XLSForm / pyxform

A Python package to create XForms for ODK Collect.
BSD 2-Clause "Simplified" License
80 stars 136 forks source link

Default string values with dashes are mistakenly treated as dynamic defaults #495

Closed lognaturel closed 2 years ago

lognaturel commented 3 years ago

Software and hardware versions

Since dynamic default support was introduced.

Problem description

Dynamic default support uses a regular expression that looks for - and other operators. This can lead to bad behavior when a literal string with dashes is used as a default. This is particularly likely when setting a default for a select because it seems form designers favor dashes over underscores for separating words in choice names (e.g. a-choice). @yanokwa shared another example at https://github.com/XLSForm/pyxform/issues/533

Steps to reproduce the problem

Create a form with a dynamic default that has a dash in it meant to be part of a string. For example, this one. See that the resulting XML when converting has a setvalue when the value should be used literally.

Expected behavior

The literal default value should be set in the instance.

Other information

I wasn't too worried about the regular expression when we initially did this because I was thinking that literal values would work fine with setvalue. However, literal values in XPath must be surrounded by quotes. I'm not sure what the best solution is.

MartijnR commented 3 years ago

Just some brainstorming.

In a-choice, a and choice operands would have to either be a number or a path.

If the operand is not a number, like this case, I think it would have to start with either / followed by [a-zA-Z] or ../ followed by [a-zA-Z].

Only descendants of the current node could start with other characters/sequences (e.g. a or ./ or // or choice), but since questions in XForms don't have any children, that won't happen.

Thankfully we don't support XPath Axes notation...

lognaturel commented 3 years ago

This can also happen with raw geopoint values used as defaults (e.g. 32.7377112 -117.1288399 14 5.01).
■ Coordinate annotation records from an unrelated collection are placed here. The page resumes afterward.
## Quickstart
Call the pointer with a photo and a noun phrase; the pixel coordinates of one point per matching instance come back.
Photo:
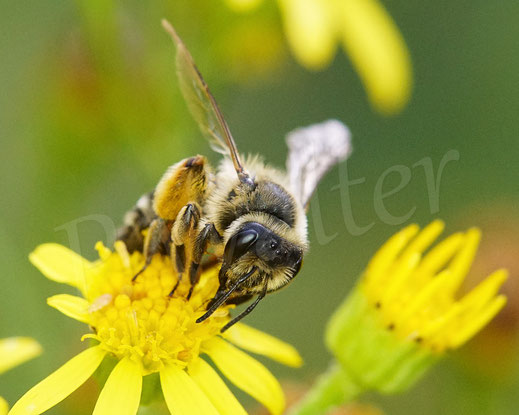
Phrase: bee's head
(256, 245)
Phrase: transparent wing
(313, 151)
(202, 104)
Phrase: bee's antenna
(247, 310)
(220, 300)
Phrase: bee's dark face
(259, 241)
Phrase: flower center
(139, 320)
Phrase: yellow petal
(182, 394)
(425, 238)
(4, 408)
(70, 305)
(242, 5)
(247, 374)
(121, 393)
(262, 343)
(462, 262)
(60, 384)
(60, 264)
(479, 321)
(438, 256)
(16, 350)
(310, 31)
(378, 52)
(215, 389)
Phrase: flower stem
(333, 388)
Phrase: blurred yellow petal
(121, 393)
(378, 52)
(60, 264)
(310, 31)
(247, 374)
(70, 305)
(4, 408)
(182, 394)
(479, 321)
(243, 5)
(60, 384)
(16, 350)
(262, 343)
(215, 388)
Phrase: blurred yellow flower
(415, 294)
(403, 315)
(147, 332)
(13, 352)
(368, 34)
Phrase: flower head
(13, 352)
(377, 49)
(149, 333)
(404, 314)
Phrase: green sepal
(371, 353)
(332, 389)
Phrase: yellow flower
(415, 295)
(149, 333)
(13, 352)
(403, 315)
(368, 34)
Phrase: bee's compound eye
(239, 244)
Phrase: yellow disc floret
(139, 320)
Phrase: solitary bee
(251, 215)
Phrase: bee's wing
(202, 104)
(313, 151)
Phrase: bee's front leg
(208, 235)
(182, 232)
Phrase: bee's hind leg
(183, 227)
(155, 240)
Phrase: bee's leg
(183, 227)
(239, 300)
(247, 310)
(208, 235)
(156, 237)
(222, 295)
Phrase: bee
(251, 215)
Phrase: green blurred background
(91, 116)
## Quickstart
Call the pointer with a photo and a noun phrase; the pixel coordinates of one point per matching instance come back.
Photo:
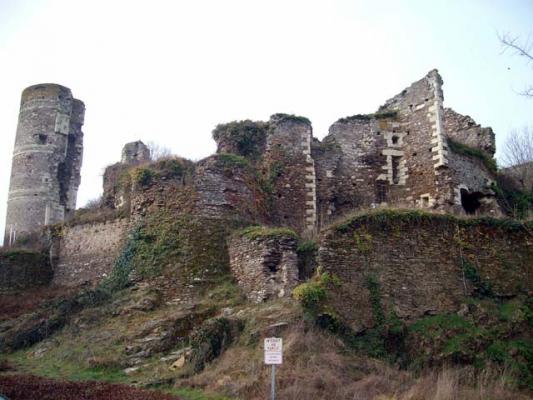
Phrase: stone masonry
(421, 265)
(47, 158)
(265, 267)
(86, 252)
We could possibly make that and geotrace|shape a special case since we know the format.

A workaround is to wrap the value in a call on the string() function.
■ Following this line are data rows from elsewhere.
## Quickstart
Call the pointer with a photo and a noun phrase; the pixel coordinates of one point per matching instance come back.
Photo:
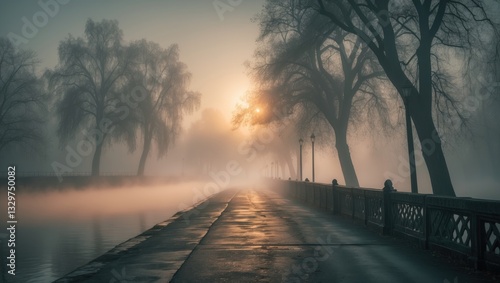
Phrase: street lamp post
(313, 137)
(301, 142)
(407, 90)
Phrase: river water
(58, 231)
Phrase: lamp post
(407, 90)
(313, 137)
(301, 142)
(272, 169)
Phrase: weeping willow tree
(21, 98)
(88, 81)
(166, 82)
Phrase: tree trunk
(96, 160)
(144, 155)
(432, 152)
(351, 179)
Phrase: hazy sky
(214, 44)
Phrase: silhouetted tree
(407, 37)
(88, 79)
(165, 80)
(22, 101)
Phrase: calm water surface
(58, 231)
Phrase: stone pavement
(260, 236)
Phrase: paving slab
(245, 235)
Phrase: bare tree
(406, 37)
(166, 81)
(88, 79)
(22, 101)
(319, 67)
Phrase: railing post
(335, 195)
(477, 242)
(388, 189)
(353, 204)
(366, 207)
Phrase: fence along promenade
(463, 227)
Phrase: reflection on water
(61, 230)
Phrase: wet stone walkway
(244, 235)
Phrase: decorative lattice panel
(492, 237)
(345, 203)
(359, 206)
(449, 227)
(408, 217)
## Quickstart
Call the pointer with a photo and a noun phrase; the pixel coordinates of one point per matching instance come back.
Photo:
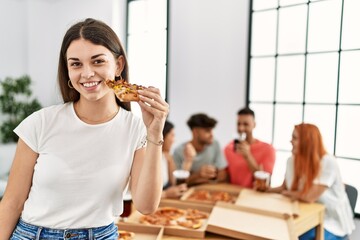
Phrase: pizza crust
(124, 91)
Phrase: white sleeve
(29, 130)
(327, 176)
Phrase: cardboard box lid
(272, 202)
(247, 223)
(142, 232)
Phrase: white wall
(35, 29)
(207, 52)
(207, 63)
(13, 49)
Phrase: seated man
(247, 154)
(202, 155)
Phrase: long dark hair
(98, 33)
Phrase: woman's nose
(87, 73)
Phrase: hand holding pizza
(154, 111)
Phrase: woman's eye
(75, 64)
(98, 61)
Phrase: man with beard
(248, 154)
(202, 155)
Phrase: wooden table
(310, 215)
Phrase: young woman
(170, 189)
(74, 160)
(312, 175)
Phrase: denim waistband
(26, 231)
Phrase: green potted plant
(16, 103)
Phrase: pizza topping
(171, 216)
(212, 196)
(125, 235)
(125, 91)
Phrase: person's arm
(174, 192)
(243, 148)
(279, 189)
(204, 175)
(189, 154)
(17, 190)
(268, 160)
(171, 168)
(311, 196)
(146, 173)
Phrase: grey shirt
(211, 155)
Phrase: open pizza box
(271, 202)
(177, 230)
(211, 193)
(142, 232)
(240, 222)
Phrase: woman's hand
(154, 111)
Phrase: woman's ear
(120, 65)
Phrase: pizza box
(272, 202)
(231, 191)
(142, 232)
(178, 230)
(240, 222)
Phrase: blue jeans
(25, 231)
(310, 235)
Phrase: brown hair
(201, 120)
(307, 158)
(98, 33)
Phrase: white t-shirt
(82, 169)
(338, 217)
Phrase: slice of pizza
(190, 223)
(124, 91)
(125, 235)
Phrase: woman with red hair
(312, 175)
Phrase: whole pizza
(172, 216)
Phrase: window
(147, 44)
(306, 71)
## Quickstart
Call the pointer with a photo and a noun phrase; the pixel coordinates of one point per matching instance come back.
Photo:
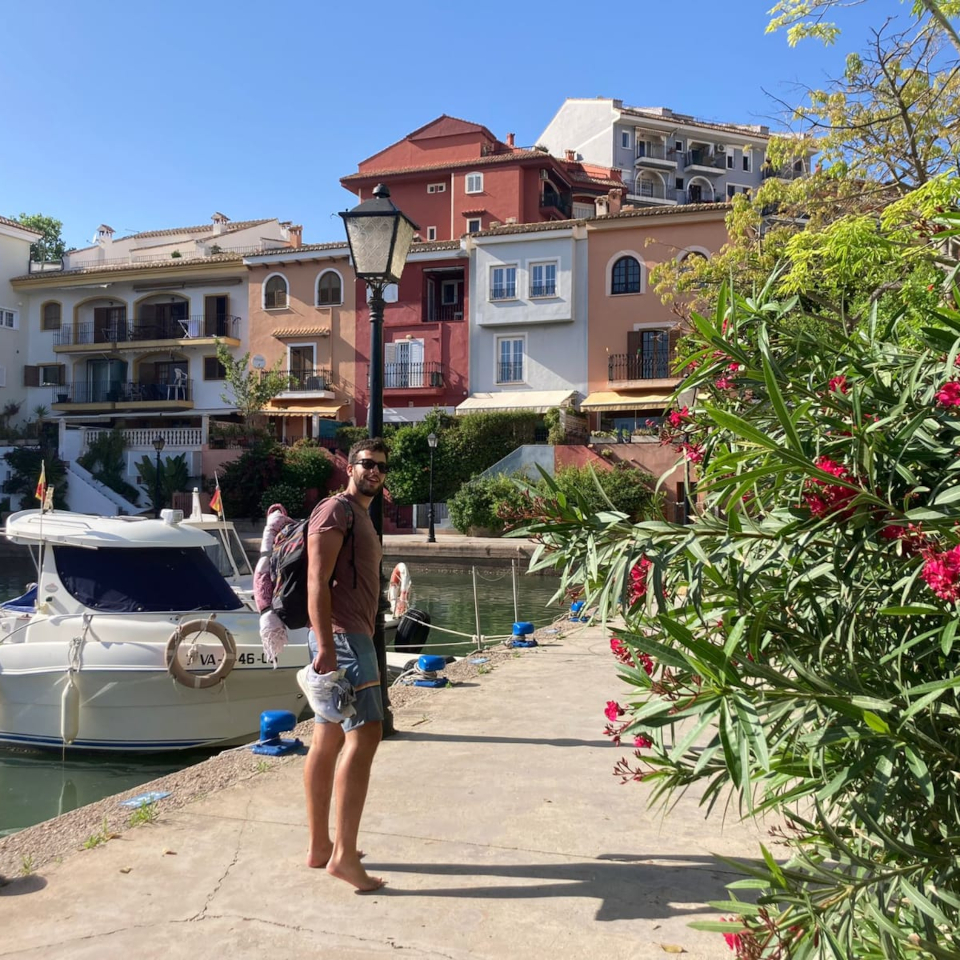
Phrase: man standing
(343, 595)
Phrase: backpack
(288, 569)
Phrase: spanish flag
(215, 505)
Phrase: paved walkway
(493, 814)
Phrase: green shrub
(479, 503)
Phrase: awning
(613, 400)
(331, 410)
(538, 401)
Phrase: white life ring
(400, 591)
(200, 681)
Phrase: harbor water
(35, 786)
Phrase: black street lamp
(158, 445)
(432, 535)
(379, 236)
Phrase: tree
(250, 390)
(51, 246)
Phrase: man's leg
(352, 780)
(318, 778)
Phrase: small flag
(40, 492)
(215, 505)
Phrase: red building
(453, 177)
(425, 336)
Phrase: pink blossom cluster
(825, 499)
(949, 394)
(941, 573)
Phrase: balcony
(89, 334)
(704, 161)
(625, 367)
(113, 394)
(442, 312)
(658, 155)
(429, 376)
(556, 204)
(307, 381)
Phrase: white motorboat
(133, 641)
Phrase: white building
(665, 158)
(528, 316)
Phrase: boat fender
(200, 681)
(399, 591)
(70, 711)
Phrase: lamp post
(379, 236)
(432, 535)
(158, 444)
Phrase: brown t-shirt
(354, 609)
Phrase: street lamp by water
(432, 535)
(379, 236)
(158, 445)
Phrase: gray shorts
(357, 655)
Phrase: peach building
(303, 315)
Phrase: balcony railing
(306, 380)
(413, 376)
(655, 151)
(442, 312)
(134, 391)
(511, 372)
(625, 366)
(130, 331)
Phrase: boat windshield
(125, 580)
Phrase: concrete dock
(493, 815)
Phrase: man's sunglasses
(368, 464)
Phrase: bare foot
(352, 871)
(322, 857)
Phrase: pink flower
(825, 499)
(949, 394)
(613, 710)
(941, 573)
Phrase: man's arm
(322, 552)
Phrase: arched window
(51, 314)
(275, 292)
(626, 276)
(329, 289)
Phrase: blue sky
(146, 115)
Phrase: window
(626, 276)
(50, 316)
(329, 289)
(543, 280)
(213, 369)
(510, 352)
(51, 374)
(503, 283)
(275, 292)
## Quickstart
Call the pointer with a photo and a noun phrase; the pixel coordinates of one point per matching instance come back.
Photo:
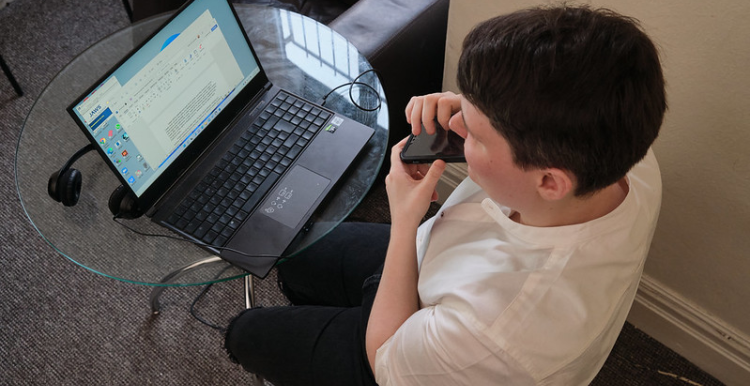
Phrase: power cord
(351, 87)
(205, 289)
lognaturel commented 3 years ago

Fun times, 1-1 is a valid choice name! 🎉😭 I think that's a fine case to let go through as an incorrect dynamic default and if someone asks about it we can tell them to use string(1-1) instead. Same if someone wants to set a default of 245 / 6, for example.

lindsay-stevens commented 2 years ago

Is the above string() workaround sufficient to close this with a documentation update (to mention the workaround)?
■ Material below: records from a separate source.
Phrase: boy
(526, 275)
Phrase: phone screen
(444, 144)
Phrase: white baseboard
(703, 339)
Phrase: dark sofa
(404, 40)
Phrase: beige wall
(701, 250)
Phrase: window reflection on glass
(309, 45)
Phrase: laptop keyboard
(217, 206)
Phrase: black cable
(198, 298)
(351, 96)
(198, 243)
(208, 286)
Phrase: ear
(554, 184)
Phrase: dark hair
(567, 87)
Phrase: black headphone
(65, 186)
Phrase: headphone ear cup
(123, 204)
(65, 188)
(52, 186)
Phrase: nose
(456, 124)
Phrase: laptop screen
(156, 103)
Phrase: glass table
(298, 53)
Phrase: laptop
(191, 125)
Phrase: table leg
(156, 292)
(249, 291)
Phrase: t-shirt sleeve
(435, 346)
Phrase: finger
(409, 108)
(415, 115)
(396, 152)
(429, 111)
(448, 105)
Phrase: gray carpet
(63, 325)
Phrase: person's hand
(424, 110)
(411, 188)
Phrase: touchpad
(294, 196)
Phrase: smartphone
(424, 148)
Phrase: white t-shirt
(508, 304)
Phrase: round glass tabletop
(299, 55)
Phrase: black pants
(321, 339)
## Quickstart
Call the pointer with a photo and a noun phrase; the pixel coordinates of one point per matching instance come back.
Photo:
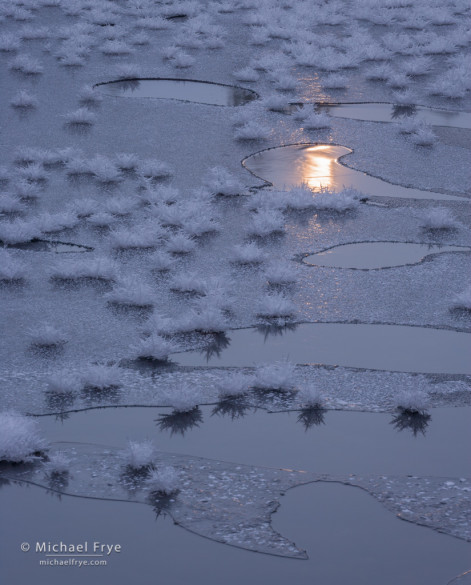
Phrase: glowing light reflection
(318, 166)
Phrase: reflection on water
(414, 421)
(377, 347)
(201, 92)
(318, 166)
(371, 255)
(345, 531)
(233, 407)
(180, 422)
(381, 112)
(52, 246)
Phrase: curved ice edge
(445, 196)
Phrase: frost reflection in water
(180, 422)
(318, 166)
(384, 112)
(200, 92)
(233, 503)
(371, 255)
(376, 347)
(414, 421)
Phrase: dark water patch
(377, 347)
(373, 255)
(52, 246)
(384, 112)
(319, 166)
(366, 443)
(201, 92)
(177, 17)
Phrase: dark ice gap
(201, 92)
(336, 553)
(52, 246)
(378, 347)
(371, 255)
(384, 112)
(318, 166)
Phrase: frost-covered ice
(233, 503)
(176, 228)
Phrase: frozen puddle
(233, 503)
(200, 92)
(409, 554)
(384, 112)
(318, 165)
(376, 347)
(371, 255)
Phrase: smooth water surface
(201, 92)
(318, 166)
(383, 112)
(154, 550)
(345, 531)
(377, 347)
(52, 246)
(371, 255)
(341, 443)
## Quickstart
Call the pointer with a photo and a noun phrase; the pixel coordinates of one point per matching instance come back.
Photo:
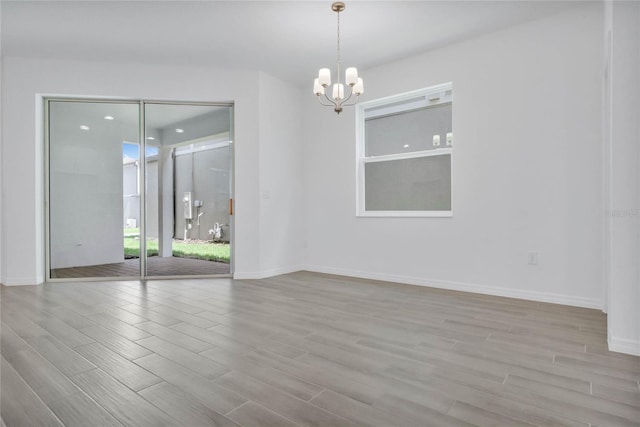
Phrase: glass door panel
(188, 172)
(93, 189)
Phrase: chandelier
(341, 96)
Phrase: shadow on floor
(156, 266)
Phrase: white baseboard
(243, 275)
(624, 345)
(466, 287)
(21, 281)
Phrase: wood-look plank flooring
(304, 349)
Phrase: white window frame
(431, 96)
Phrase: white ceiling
(289, 39)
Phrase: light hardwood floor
(304, 349)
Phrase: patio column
(165, 201)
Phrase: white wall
(22, 157)
(622, 177)
(526, 169)
(282, 202)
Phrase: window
(404, 148)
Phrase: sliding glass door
(187, 169)
(138, 189)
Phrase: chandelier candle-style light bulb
(351, 76)
(324, 77)
(341, 96)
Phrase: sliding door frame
(142, 180)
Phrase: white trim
(624, 345)
(409, 155)
(408, 101)
(548, 297)
(406, 214)
(239, 275)
(22, 281)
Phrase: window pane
(407, 131)
(418, 184)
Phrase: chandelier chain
(338, 55)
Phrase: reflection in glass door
(187, 189)
(92, 150)
(112, 198)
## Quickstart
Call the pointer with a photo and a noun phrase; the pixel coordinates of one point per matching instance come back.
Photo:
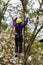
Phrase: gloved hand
(26, 15)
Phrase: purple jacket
(18, 27)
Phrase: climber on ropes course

Alternatively, how about adding a parameter e.g. default_is_literal=True which defaults to False? When True, this parameter would result in the default column value being inserted as-is into the instance data. When false, it is processed into the setvalue element. If it seems like most users would want a literal default then the parameter could default to True instead of False. There could be different defaults for this parameter for different question types, e.g. True for text, select; False for calculate, integer.

The current implementation (which centers on the function default_is_dynamic) has list of operator tokens (such as +, -, mod) which are checked against the default value string with in. No fancy regex lookahead / lookbehind or AST stuff. This could be removed if the above parameter is added.

lindsay-stevens commented 2 years ago

I've added draft PR #578 with tests to reproduce the issues described in 495 and 533.

lognaturel commented 2 years ago

If you can, @lindsay-stevens, I think it's worth you timeboxing an hour to see if you can come up with a simple way to improve cases like an-option, some+text+with+pluses, and/or based on @MartijnR's heuristics without compromising too much on complexity. If not, having an ignored test as in #578 is great. We should also address https://github.com/getodk/docs/issues/1343 sooner than later on the docs side.

For locations, what do you think of doing a similar exception as for dates? That is, if the field type is geopoint, geotrace or geoshape, remove - from the list of characters used to identify dynamic values?

lindsay-stevens commented 2 years ago

@lognaturel What I had in mind with the parameter suggestion is that using a heuristic for this seems like the kind of thing that may keep generating new and interesting edge cases after the immediate cases are addressed. By immediate cases I mean a default using an alphanumeric choice with a dash like a-choice or 1-1, or a string such as a URL with a dash.

I made an attempt and so far I have the below regex to identify 1 operator and 2 operands (integer or decimal), so that if it parses out to more than 1 match group it's probably a dynamic expression. Not quite the same heuristic but it's on the way there in terms of identifying operands. It would probably become intractable as a regex if it needed to consider compound / bracketed expressions.

(\d+?[\.\,]?\d*?)\s*?([\*\|\+\-\[\]{}\(\)]|\s+?mod\s+?|\s+?div\s+?)\s*?(\d+?[\.\,]?\d*?)

If the check function default_is_dynamic receives the question choice names it can ignore defaults which exactly match one of the choice names. This change and the above regex allow the tests in #578 to pass, but sadly they break many other tests in test_dynamic_default.py.

If you'd like to proceed with addressing these immediate cases please let me know and I'll work on the above further for the PR. In that case could you please also provide an example default value for geotrace and geoshape? I'm not familiar with these question types and couldn't find an example in the tests / docs.